Nokia Here collection vehicles v2.0 are now being deployed in 27 countries across five continents, so the next time you see one roaming around your neighborhood, you’ll know exactly what’s happening inside.
Nokia Here collection vehicles v2.0 all starts with a VW Jetta TDI wagon or Subaru Forester / Crosstrek. The former is attractive for its fuel economy, the latter for its AWD drivetrain and ground clearance. Unlike the first generation equipment — which required modifications to the roof plus the installation of a wheel sensor and cabinet full of gear — v2.0 uses a common Thule roof rack and a single ruggedized case. As such, it only takes two people about 30 minutes to convert a car (like a rental, for example) into a collection vehicle.
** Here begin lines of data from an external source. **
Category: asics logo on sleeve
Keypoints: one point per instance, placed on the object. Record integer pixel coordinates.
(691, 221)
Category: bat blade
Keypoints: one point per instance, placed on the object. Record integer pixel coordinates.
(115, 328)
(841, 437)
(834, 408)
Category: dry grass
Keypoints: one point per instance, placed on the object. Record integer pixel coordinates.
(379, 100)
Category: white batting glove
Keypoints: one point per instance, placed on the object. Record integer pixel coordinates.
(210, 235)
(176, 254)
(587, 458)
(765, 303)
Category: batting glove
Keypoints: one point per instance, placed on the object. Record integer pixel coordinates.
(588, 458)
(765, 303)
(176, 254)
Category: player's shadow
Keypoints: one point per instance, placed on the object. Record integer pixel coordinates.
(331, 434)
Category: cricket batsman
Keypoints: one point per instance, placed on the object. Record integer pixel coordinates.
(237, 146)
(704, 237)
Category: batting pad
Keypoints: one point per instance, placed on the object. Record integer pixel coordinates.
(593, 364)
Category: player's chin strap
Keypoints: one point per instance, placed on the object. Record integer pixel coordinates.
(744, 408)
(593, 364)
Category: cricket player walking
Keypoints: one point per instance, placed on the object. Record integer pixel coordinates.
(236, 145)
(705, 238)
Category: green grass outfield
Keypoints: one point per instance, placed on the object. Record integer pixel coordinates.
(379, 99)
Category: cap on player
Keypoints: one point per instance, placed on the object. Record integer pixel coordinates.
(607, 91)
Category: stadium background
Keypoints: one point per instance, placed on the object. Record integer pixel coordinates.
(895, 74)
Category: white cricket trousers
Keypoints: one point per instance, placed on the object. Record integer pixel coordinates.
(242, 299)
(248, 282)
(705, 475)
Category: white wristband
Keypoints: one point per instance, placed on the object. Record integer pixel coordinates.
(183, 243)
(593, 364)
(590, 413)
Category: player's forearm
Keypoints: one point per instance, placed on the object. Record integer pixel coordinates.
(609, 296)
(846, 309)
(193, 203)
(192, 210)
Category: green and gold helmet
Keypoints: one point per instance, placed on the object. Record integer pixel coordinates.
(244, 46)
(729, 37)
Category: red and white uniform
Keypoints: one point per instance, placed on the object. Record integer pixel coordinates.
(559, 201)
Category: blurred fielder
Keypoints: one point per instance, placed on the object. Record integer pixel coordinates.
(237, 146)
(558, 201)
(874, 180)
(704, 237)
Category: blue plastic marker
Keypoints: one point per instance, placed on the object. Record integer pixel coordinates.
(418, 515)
The collapsible mast includes (from top to bottom) a NovAtel GPS antenna, Velodyne HDL-32E LIDAR sensor, four 16.2-megapixel cameras each with 180-degree field-of-view and a NovAtel SPAN-CPT inertial measurement unit. A skid prevents any low-hanging cables from catching the GPS antenna and LIDAR sensor. The new imaging system provides much higher resolution, color fidelity and dynamic range than before.
The signal from these sensors is routed to a ruggedized case that fits in the passenger footwell and connects to the car battery. It contains an x86-based computer running Linux, 1TB 3.5-inch removable SATA hard drive and 12V backup battery. A Nokia Lumia 920 and Microsoft Surface Pro (mounted on a stand bolted to the seat rails) complete the package — the former is powered by a standard USB car charger, the latter by the aforementioned box.
The phone acts as an LTE hotspot / in-vehicle WiFi network for the tablet and the Linux computer. Special software developed in-house (called Route PhD) is installed on the Surface Pro to control the x86 system. The driver receives a route over LTE and the software gives them spoken navigation instructions for an efficient route that minimizes overlap (there’s typically about 30% redundancy on purpose). After turning the data collection on, they simply follow the navigation instructions to complete the entire route. When the hard drive is almost full, the software notifies the driver who drops it off with FedEx or UPS. The LTE connection is also used for status updates and fleet tracking.
Nokia Here collection vehicles aren’t the only way the Finnish giant is gathering data about our highways and city streets. The company’s researchers are also using anonymous smartphone, PND and even CAN bus data to further our understanding of traffic flow and driver behavior in different conditions.
Beyond improving maps and navigation, the goal is to make our roads better and cars smarter. They recently spoke with Nokia’s Jane Macfarlane, Head of Research for Here, who shared how her team is bringing map data to life with the collaboration of opt-in smartphone users and fleet vehicle operators. Take a look at the pic below and watch the video after the break.
Macfarlane showed us a video of traffic flow in the Bay Area — San Francisco and Oakland, including the Bay Bridge, Golden Gate Bridge, Interstate 80, highways One and 101 — over a 24-hour period. With colors representing different vehicle speeds (green for fast, yellow for medium and red for slow) it’s easy to visualize how the traffic changes during the day and when / where hotspots exists. This data gives city and highway planners invaluable insight into ways to improve our roads.
Another example used CAN bus data collected from taxis in Eindhoven, The Netherlands, to study driver behavior around a sharp bend. By monitoring vehicle position, velocity, acceleration, heading and even windshield-washer settings (to name a few), her team was able to establish recommended speeds and brake points for the curve based on time-of-day and weather conditions. Moreover, the lateral acceleration data revealed the ideal center line for the road. This information could be used to warn drivers approaching the curve too fast at night or in the rain, for example, and would be invaluable for self-driving cars.
According to Macfarlane, one of the biggest challenges with this research is getting access to data in real-time without invading people’s privacy — it’s something she’s optimistic will improve as telematics become more widespread on modern cars and drivers gain more control over how CAN bus data is gathered.